Заместитель наркоминдела, конечно же, разгадал, зачем Владимиру Ильичу все это понадобилось. Ни в какую Америку Карахан не поедет, важно устроить побольше шума, напугать недавно прибывшего в Москву немецкого посла Вильгельма Мирбаха и выжать из него побольше денег. Немцы сорок миллионов марок Ленину пообещали, но присылать не собираются, и Карахан теперь должен поработать шутом, разыграть перед посольством Мирбаха захватывающий аттракцион, чтобы Ленин потом недоуменно вздернул плечами и сказал: «Я никаких поручений Карахану не давал. Может быть, это частная инициатива американских дипломатов? Мистера Пула или Френсиса?» Но в дерьме окажется все равно он. Вот почему этот Рейли попал в самую точку.
— Ваш ум должен работать на мировую цивилизацию и приносить плоды не трудовому пролетариату, который в них не особенно и нуждается, а вам лично. Сегодня как раз тот момент, когда вы должны подумать о себе как о гражданине мира, гражданине всей Земли, а не одной шестой части суши!

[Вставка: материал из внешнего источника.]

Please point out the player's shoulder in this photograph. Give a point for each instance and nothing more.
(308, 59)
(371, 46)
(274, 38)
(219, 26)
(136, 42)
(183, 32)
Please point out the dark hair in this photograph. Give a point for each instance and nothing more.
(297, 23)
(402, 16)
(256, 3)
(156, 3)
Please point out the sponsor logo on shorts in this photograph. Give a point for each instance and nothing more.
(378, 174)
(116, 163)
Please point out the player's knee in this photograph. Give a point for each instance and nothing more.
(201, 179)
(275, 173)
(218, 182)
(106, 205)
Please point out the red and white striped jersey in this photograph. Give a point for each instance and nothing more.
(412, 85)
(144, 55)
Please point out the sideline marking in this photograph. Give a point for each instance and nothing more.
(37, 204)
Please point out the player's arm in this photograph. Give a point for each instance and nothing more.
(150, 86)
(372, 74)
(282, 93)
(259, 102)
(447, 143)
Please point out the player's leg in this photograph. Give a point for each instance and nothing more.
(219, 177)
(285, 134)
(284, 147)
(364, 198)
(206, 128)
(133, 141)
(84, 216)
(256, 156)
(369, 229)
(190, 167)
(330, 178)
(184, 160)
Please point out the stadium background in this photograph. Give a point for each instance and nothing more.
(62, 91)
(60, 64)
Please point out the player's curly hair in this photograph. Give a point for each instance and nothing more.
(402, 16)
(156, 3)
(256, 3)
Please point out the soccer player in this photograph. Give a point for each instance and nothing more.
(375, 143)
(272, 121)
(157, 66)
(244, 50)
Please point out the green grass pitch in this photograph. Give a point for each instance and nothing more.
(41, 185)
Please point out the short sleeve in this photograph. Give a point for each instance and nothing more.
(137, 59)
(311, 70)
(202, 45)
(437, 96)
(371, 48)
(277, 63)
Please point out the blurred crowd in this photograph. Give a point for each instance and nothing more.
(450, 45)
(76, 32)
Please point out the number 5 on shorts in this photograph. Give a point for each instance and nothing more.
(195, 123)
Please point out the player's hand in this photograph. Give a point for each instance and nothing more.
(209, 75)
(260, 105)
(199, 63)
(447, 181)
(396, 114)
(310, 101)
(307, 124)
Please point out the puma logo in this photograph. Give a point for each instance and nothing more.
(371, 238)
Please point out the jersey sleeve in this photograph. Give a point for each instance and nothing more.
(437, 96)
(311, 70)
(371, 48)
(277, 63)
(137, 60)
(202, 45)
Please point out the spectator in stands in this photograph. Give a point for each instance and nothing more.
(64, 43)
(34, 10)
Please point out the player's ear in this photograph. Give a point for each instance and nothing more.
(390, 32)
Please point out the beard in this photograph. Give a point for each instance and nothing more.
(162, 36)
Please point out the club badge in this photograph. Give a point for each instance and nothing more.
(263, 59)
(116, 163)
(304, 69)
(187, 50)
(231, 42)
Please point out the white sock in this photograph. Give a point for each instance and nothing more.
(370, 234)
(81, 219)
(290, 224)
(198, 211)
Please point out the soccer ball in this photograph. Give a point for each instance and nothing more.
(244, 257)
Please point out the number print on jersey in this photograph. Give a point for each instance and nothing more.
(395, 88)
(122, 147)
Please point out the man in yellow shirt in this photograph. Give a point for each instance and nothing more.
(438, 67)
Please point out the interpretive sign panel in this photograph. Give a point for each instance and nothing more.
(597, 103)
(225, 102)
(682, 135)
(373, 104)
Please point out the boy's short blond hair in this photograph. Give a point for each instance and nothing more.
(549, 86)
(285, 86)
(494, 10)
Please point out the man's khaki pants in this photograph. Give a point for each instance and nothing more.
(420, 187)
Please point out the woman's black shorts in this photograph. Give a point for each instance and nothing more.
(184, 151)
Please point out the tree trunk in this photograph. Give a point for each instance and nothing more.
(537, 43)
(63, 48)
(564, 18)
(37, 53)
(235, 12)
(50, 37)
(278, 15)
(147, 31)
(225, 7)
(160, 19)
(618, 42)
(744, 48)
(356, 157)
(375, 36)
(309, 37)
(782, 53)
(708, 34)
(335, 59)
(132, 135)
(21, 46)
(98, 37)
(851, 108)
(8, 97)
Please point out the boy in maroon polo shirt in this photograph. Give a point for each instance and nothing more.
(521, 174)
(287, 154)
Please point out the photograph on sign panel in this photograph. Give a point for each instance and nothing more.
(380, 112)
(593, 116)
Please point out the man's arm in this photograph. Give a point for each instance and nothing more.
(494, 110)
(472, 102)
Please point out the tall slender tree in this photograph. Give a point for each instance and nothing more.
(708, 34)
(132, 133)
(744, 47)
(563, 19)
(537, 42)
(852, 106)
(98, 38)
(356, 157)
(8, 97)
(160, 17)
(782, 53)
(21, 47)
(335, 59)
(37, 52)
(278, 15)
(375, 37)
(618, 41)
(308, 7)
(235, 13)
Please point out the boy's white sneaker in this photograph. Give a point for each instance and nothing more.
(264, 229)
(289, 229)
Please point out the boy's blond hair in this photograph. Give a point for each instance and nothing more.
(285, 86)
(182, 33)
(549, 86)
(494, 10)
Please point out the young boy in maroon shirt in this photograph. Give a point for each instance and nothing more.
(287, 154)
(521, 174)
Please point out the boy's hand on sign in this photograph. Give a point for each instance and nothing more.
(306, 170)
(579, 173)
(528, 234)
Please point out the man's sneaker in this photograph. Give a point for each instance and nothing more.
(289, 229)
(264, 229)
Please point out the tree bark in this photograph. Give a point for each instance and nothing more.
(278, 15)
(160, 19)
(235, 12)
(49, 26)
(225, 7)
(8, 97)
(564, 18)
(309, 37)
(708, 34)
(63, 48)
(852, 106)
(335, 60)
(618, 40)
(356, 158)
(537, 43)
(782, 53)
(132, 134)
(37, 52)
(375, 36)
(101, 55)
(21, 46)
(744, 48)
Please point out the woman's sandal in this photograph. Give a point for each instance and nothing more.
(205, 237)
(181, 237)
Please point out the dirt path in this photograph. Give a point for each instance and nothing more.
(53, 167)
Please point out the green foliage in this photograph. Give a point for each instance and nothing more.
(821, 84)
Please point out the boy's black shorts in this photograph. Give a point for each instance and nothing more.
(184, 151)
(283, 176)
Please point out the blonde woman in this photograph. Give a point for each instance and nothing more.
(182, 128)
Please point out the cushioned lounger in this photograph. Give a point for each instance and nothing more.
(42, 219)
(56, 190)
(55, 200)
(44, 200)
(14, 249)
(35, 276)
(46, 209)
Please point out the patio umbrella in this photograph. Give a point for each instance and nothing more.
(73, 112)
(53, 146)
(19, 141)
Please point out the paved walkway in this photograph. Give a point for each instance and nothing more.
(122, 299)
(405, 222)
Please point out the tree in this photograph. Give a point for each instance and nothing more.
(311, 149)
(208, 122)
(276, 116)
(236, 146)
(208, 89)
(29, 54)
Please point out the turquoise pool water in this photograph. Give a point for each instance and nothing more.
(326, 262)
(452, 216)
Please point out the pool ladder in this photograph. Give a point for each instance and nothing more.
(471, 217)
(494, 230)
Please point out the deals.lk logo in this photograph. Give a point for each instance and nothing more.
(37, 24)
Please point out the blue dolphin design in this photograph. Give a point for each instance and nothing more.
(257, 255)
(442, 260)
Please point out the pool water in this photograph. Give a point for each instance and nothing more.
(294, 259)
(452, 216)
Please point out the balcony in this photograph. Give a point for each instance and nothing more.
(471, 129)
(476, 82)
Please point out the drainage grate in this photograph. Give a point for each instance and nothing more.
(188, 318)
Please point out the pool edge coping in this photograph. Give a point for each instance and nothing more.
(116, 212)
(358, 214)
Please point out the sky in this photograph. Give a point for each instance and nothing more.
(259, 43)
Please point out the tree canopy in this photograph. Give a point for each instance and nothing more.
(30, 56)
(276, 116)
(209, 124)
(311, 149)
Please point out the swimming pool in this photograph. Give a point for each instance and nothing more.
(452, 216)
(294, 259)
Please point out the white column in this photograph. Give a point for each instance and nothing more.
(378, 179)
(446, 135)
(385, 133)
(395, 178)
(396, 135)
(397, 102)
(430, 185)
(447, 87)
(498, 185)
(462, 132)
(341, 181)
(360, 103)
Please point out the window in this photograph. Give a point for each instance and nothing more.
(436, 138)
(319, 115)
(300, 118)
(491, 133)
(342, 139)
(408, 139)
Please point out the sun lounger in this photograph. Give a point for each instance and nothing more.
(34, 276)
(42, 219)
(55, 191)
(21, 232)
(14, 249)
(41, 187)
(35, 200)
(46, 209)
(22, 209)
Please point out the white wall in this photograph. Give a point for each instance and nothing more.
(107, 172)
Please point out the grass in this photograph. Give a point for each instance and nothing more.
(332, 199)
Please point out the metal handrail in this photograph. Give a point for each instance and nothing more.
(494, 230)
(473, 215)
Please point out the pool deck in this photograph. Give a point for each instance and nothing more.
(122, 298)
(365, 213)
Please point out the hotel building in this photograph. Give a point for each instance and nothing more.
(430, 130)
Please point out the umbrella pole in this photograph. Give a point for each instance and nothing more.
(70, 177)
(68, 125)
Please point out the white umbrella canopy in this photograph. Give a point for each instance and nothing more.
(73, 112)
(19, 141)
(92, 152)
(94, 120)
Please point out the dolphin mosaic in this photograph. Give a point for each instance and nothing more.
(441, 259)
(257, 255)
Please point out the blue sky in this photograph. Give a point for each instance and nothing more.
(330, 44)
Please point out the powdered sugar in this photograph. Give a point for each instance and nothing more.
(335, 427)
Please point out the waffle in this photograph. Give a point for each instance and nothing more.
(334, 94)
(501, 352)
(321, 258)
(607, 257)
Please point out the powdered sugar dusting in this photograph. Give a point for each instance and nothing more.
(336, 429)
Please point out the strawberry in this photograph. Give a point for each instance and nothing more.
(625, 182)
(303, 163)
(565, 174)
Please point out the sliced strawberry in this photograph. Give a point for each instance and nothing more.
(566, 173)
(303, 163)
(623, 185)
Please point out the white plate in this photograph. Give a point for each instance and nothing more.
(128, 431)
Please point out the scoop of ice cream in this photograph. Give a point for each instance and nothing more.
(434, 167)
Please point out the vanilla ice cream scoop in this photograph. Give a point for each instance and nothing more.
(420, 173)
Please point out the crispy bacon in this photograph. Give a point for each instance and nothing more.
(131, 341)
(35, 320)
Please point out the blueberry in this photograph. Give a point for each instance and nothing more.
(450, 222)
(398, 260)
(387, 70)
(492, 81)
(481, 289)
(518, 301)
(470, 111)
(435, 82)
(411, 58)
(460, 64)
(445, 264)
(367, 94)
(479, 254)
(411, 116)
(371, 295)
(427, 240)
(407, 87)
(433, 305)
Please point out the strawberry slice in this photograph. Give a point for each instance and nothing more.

— У меня такое чувство, что вы хотите завербовать меня, господин Рейли, или я не совсем улавливаю нить нашего разговора? — На губах Карахана промелькнула ироническая улыбка.
— Можно сказать и так, — помолчав, согласился Рейли и возвратился на место.
Он улыбнулся, без всякого смущения глядя на Карахана.
— Вы хорошо знаете, Лев Михайлович, ваше внутреннее положение, знаете о высадке британского десанта, я, кстати, добирался сюда через Мурманск и успел переговорить с некоторыми важными военными чинами, имен которых я не вправе разглашать, вы понимаете, по каким причинам, но Англия не допустит разрушения России, которое сейчас происходит. Ведь вы, Лев Михайлович, не такой уж оголтелый фанатик, как некоторые из ваших коллег, вы же не закричите вслед за ними: давайте сбросим с парохода современности Толстого, Пушкина, Достоевского. Вы же интеллигентный человек. Лев Михайлович, и Максим Максимович Литвинов охарактеризовал вас совсем иными словами, поэтому я к вам и пришел. Сразу же. Ибо приехал в Москву только сегодня утром.
Сидней не сказал Карахану, что Литвинов на его стороне, но дал почувствовать, что это именно так и есть. Он не сказал, что Англия начнет войну против Москвы, но дал понять, что она неизбежна. А вкупе с тем, как нарастало контрреволюционное сопротивление в России, картина выходила печальная, и счастливого будущего не предвиделось.